Resources
Introduction
Resources are the building blocks of data integration in Golden Core. They define how data flows through the system - from reading external sources, transforming data structures, to writing to target destinations.
Resources are reusable, configurable components that can be mixed and matched to create complex data workflows.
Resource Types Overview
Resource Type | Purpose | Used For |
|---|---|---|
Dataset | Define data structure (schema) | Tables, sources, sinks, transformations |
Source | Read data from external systems | Data ingestion, ETL loads |
Sink | Write data to external systems | Data export, integration |
Transformation | Map between data structures | Schema mapping, field renaming |
Pipeline | Multi-stage data processing | Data cleaning, validation, enrichment |
Indexer | Define search indexes | Entity search, duplicate detection |
Classifier | Compare records for similarity | Duplicate detection |
Merger | Create golden records | Master data management |
This section covers Datasets, Sources, Sinks, Transformations, and Pipelines. See the Entities Guide for indexers, classifiers, and mergers.
Resource Management
List Resources
Endpoint: GET /resources
Permission: resource.list
Get Resource Details
Endpoint: GET /resources/id/{id}
Permission: resource.view
Create or Update Resource
Endpoint: POST /resources
Permission: resource.save
{
"test": false,
"resource": {
/* resource configuration */
}
}
Set test: true to validate without saving.
Delete Resource
Endpoint: DELETE /resources/id/{id}
Permission: resource.delete
Resources in use by entities or other resources cannot be deleted.
Duplicate Resource
Endpoint: PUT /resources/duplicate/{id}/{newId}
Permission: resource.save
Rename Resource
Endpoint: PUT /resources/rename/{id}/{newId}
Permission: resource.save
Import and Export
Export Resources
Endpoint: POST /resources/export
{
"ids": ["customer_dataset", "crm_source", "normalize_customer"]
}
Returns JSON package for backup or migration.
Import Resources
Endpoint: POST /resources/import
{
"resources": [
{ /* resource configuration */ }
]
}
Validates and imports resources.
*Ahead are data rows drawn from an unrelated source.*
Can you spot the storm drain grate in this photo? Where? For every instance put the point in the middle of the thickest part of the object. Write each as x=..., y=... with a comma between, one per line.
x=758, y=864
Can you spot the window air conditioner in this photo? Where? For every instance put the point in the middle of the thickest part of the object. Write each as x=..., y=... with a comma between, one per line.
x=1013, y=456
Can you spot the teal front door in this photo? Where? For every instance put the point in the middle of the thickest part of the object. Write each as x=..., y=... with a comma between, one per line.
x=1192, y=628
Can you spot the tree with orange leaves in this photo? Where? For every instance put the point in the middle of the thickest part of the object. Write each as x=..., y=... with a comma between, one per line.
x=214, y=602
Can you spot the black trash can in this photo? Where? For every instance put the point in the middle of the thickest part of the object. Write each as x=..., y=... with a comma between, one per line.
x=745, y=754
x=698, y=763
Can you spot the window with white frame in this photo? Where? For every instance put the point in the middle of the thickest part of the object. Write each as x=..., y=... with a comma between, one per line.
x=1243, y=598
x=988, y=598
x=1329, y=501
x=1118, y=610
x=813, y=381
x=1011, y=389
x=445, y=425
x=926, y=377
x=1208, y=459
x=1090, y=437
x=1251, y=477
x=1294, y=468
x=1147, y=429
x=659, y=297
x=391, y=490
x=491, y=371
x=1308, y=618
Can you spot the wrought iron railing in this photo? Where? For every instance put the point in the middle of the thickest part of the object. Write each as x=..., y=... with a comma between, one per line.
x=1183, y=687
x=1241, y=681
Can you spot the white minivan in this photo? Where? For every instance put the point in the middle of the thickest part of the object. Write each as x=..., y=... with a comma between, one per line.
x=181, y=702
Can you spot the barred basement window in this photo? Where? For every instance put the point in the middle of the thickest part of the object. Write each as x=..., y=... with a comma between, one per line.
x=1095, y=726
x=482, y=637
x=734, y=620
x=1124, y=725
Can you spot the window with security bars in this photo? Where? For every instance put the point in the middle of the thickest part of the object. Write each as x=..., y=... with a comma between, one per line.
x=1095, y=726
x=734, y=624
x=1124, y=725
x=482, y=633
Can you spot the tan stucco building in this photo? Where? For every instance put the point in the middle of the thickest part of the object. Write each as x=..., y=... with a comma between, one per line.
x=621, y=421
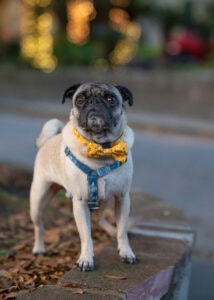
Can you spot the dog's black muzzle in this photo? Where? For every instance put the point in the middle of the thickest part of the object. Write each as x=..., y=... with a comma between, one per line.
x=96, y=116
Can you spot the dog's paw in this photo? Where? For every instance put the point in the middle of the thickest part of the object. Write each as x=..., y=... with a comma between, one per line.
x=128, y=256
x=85, y=266
x=38, y=250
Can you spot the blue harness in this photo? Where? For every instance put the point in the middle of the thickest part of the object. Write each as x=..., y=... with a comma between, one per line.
x=92, y=176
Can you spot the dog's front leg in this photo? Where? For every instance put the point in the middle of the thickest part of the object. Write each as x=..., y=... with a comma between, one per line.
x=122, y=214
x=82, y=217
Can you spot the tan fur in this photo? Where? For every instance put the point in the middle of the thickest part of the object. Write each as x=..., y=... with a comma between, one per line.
x=54, y=168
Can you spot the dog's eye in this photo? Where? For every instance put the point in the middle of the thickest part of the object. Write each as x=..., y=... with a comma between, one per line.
x=80, y=100
x=111, y=99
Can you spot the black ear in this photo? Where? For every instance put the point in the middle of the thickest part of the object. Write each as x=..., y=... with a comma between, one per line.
x=126, y=94
x=70, y=92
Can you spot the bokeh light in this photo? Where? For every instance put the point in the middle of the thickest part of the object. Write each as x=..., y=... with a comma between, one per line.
x=37, y=38
x=80, y=13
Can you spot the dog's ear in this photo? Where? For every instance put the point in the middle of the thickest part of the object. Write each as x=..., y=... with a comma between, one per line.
x=70, y=92
x=126, y=94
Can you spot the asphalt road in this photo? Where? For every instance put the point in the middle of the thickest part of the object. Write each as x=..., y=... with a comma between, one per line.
x=177, y=168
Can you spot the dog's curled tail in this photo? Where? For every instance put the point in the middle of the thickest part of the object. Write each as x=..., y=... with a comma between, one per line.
x=51, y=128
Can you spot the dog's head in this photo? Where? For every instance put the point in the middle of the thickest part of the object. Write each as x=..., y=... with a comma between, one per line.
x=98, y=108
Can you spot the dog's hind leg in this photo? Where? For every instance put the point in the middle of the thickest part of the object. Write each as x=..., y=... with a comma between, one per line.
x=85, y=262
x=122, y=214
x=40, y=194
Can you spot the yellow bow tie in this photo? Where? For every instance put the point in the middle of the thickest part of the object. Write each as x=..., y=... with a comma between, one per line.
x=118, y=150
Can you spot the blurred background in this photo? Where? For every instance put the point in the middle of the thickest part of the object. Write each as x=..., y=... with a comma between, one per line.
x=104, y=34
x=163, y=50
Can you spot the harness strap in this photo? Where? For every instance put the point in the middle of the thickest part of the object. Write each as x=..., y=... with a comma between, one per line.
x=92, y=176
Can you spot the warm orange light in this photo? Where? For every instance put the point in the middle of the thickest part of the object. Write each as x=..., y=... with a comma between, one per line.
x=37, y=40
x=121, y=3
x=118, y=18
x=80, y=13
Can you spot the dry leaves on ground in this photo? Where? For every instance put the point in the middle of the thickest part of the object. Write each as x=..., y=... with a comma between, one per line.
x=19, y=269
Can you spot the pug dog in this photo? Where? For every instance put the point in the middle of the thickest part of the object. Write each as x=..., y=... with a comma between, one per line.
x=90, y=157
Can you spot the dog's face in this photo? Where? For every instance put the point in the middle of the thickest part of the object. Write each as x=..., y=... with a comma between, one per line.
x=98, y=108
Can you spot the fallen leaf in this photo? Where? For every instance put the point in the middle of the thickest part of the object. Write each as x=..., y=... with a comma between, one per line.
x=11, y=295
x=115, y=277
x=5, y=274
x=78, y=291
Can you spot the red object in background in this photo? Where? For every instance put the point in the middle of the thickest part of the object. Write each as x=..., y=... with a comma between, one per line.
x=185, y=42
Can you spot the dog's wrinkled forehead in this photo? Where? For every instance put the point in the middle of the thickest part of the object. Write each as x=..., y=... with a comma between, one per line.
x=89, y=89
x=95, y=89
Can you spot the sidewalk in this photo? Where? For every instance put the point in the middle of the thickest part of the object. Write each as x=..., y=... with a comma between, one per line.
x=164, y=123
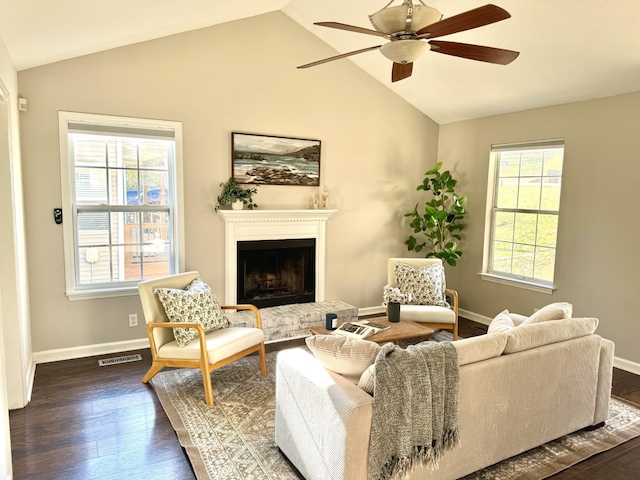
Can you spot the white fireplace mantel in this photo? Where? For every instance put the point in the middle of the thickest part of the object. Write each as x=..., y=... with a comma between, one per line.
x=251, y=225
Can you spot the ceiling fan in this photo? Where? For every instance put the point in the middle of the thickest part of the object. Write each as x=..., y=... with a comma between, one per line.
x=410, y=29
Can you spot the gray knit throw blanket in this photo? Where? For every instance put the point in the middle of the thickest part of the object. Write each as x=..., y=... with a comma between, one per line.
x=415, y=407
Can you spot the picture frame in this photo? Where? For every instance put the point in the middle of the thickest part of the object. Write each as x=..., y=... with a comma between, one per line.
x=273, y=160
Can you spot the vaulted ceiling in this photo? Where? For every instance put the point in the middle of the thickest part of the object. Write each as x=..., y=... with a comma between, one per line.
x=570, y=50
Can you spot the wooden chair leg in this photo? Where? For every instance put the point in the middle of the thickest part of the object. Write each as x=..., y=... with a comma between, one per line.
x=155, y=368
x=208, y=389
x=263, y=360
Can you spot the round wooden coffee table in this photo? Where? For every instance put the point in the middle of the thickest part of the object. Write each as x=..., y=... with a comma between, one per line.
x=401, y=330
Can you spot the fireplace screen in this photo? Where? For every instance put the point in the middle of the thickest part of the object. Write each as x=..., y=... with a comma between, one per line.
x=276, y=272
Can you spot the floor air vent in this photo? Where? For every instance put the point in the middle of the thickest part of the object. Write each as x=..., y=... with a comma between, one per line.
x=117, y=360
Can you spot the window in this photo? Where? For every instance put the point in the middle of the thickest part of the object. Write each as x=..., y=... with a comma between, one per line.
x=525, y=182
x=120, y=179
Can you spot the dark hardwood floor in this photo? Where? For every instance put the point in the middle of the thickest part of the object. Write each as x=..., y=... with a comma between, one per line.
x=89, y=422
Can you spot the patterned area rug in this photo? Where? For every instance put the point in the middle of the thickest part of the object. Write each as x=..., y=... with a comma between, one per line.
x=233, y=440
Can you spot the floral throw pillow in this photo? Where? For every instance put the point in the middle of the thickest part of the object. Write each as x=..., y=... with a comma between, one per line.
x=425, y=285
x=196, y=304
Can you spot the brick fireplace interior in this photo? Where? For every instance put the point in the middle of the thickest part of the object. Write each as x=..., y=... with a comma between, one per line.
x=276, y=272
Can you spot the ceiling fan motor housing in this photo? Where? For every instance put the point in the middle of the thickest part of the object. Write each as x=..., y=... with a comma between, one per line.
x=404, y=18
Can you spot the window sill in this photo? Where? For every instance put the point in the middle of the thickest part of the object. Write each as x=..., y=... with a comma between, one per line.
x=102, y=293
x=514, y=282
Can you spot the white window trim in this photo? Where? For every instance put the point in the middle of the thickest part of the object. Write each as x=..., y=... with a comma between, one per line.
x=64, y=119
x=513, y=281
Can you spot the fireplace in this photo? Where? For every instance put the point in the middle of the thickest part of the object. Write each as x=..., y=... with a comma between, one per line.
x=260, y=225
x=276, y=272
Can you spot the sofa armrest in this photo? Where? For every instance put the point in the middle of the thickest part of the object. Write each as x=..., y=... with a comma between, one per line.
x=605, y=378
x=323, y=421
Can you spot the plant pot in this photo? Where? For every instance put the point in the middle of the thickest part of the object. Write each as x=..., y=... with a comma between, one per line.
x=393, y=311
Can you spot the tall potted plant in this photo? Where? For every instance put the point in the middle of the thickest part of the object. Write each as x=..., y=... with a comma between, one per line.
x=234, y=194
x=440, y=222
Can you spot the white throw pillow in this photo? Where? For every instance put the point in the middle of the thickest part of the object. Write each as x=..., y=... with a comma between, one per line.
x=349, y=357
x=426, y=285
x=501, y=323
x=553, y=311
x=196, y=304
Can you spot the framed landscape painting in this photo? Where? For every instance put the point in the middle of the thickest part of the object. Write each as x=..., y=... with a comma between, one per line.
x=271, y=160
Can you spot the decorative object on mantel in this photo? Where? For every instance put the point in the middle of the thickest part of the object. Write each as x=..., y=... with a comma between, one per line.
x=238, y=197
x=441, y=221
x=271, y=160
x=392, y=297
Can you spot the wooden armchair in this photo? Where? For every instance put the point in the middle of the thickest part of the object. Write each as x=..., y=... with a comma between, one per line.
x=209, y=350
x=432, y=316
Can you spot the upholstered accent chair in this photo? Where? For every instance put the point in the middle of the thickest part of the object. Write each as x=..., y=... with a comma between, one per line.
x=432, y=316
x=207, y=351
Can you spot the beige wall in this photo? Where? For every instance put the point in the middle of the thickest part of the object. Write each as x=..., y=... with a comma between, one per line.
x=13, y=259
x=597, y=260
x=375, y=149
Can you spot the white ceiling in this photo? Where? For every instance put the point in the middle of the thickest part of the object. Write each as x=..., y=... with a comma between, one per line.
x=571, y=50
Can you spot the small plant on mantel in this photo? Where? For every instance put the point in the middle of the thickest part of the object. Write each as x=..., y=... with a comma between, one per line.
x=233, y=192
x=441, y=221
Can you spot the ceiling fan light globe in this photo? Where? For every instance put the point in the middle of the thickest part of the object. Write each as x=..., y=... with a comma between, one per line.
x=392, y=20
x=405, y=51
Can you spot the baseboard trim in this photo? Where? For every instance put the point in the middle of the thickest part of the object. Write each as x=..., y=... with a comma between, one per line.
x=56, y=355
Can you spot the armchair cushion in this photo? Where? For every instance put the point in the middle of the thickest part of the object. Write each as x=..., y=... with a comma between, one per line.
x=196, y=304
x=349, y=357
x=426, y=285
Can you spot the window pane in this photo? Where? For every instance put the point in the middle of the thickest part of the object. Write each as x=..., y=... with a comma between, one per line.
x=529, y=194
x=523, y=257
x=547, y=234
x=551, y=193
x=545, y=263
x=91, y=185
x=93, y=265
x=507, y=193
x=153, y=154
x=509, y=165
x=89, y=151
x=93, y=228
x=525, y=228
x=527, y=184
x=502, y=256
x=504, y=222
x=531, y=163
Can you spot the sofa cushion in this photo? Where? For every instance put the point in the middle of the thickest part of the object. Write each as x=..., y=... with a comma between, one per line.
x=553, y=311
x=425, y=285
x=196, y=304
x=367, y=380
x=349, y=357
x=501, y=323
x=479, y=348
x=526, y=337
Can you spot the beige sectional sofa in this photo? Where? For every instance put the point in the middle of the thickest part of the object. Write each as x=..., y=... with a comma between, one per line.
x=519, y=388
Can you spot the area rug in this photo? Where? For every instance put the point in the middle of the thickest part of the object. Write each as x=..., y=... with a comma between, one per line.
x=233, y=440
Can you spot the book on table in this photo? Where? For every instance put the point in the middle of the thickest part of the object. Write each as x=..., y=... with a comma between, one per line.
x=359, y=329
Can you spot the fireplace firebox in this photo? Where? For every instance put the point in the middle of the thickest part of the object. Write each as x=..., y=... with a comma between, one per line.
x=276, y=272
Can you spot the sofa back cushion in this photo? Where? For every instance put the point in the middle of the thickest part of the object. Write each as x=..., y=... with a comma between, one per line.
x=482, y=347
x=528, y=336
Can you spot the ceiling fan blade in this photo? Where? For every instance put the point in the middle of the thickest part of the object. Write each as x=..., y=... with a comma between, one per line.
x=478, y=17
x=401, y=71
x=474, y=52
x=338, y=57
x=351, y=28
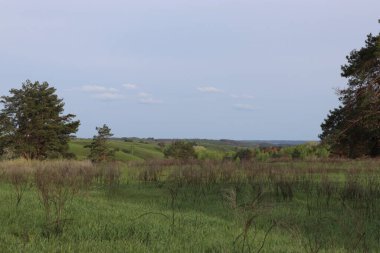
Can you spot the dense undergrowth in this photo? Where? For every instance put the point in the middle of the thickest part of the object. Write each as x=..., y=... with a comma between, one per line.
x=197, y=206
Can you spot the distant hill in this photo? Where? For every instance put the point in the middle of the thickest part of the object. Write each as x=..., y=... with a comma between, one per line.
x=138, y=149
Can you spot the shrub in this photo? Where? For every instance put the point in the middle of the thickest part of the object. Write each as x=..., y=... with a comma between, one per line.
x=57, y=182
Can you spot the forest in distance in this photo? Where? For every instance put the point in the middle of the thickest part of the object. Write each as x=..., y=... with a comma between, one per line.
x=63, y=193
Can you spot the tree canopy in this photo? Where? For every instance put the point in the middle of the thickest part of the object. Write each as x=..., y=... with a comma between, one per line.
x=32, y=123
x=353, y=129
x=99, y=150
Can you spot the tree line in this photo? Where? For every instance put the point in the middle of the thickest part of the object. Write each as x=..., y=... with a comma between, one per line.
x=33, y=124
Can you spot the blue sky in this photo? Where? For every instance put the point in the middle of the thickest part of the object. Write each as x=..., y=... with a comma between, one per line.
x=234, y=69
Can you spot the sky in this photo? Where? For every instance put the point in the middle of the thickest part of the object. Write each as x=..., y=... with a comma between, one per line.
x=232, y=69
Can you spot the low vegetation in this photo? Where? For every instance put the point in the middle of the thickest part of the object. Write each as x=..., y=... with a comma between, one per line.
x=193, y=206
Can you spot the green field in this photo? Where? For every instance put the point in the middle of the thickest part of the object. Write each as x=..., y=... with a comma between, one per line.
x=168, y=206
x=125, y=151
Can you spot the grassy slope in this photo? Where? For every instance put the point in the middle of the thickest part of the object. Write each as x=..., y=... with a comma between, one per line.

Dependencies resolved automatically.
ETL Workflows
Resources power ETL operations through three primary patterns:
LOAD Operation
Extract from source and load into table:
Source → (Transformation) → (Pipeline) → Target Table
Example:
POST /tables/load
{
"source": "crm_source",
"transformation": "normalize_customer",
"pipeline": "customer_cleaning",
"sinkTable": "customer_table",
"operation": "UPSERT"
}
TRANSFORM Operation
Apply transformations to existing data:
Source Table → (Transformation/Pipeline) → Same Table
Example:
POST /tables/transform
{
"source": "customer_table",
"transformation": "enrich_customer",
"maxRecords": 10000
}
EXPORT Operation
Export table data to external systems:
Source Table → (Transformation) → Sink
Example:
POST /tables/export
{
"source": "customer_table",
"transformation": "format_export",
"maxRecords": 5000
}
Best Practices
Dataset Design
Start with core fields - Add optional fields later
Use meaningful keys - Clear column names
Enable lookups - Index frequently queried fields
Nested datasets - Use for complex hierarchical data
Validate early - Use mandatory and validation rules
Source Configuration
Incremental loading - Enable timestamp filtering for large datasets
Custom queries - Optimize with custom SQL for complex joins
Connection pooling - Configure JDBC properties for performance
Error handling - Test connections before production use
Transformation Strategy
Modular mappings - Create reusable transformations
Carry over carefully - Consider carryOverData implications
Test thoroughly - Validate mappings with sample data
Script sparingly - Use COLUMN/CONCATENATE when possible
Pipeline Design
Logical ordering - Clean before transform
Single responsibility - One purpose per processor
Reusable components - Reference transformations instead of duplicating
Monitor performance - Complex pipelines can slow processing
Troubleshooting
Resource Validation Fails
Check:
Referenced resources exist (datasets, credentials)
JDBC URLs are well-formed
File patterns are valid paths
Transformation source/target datasets match
Source Connection Errors
Check:
Network connectivity to source system
Credentials are correct and not expired
Database/API permissions granted
JDBC drivers available for database type
Transformation Mapping Errors
Check:
Source columns exist in source dataset
Target columns exist in target dataset
Data types are compatible
Scripts have no syntax errors
Pipeline Processing Errors
Check:
Processors execute in logical order
Referenced transformations exist
Scripts handle null values
Dataset matches pipeline configuration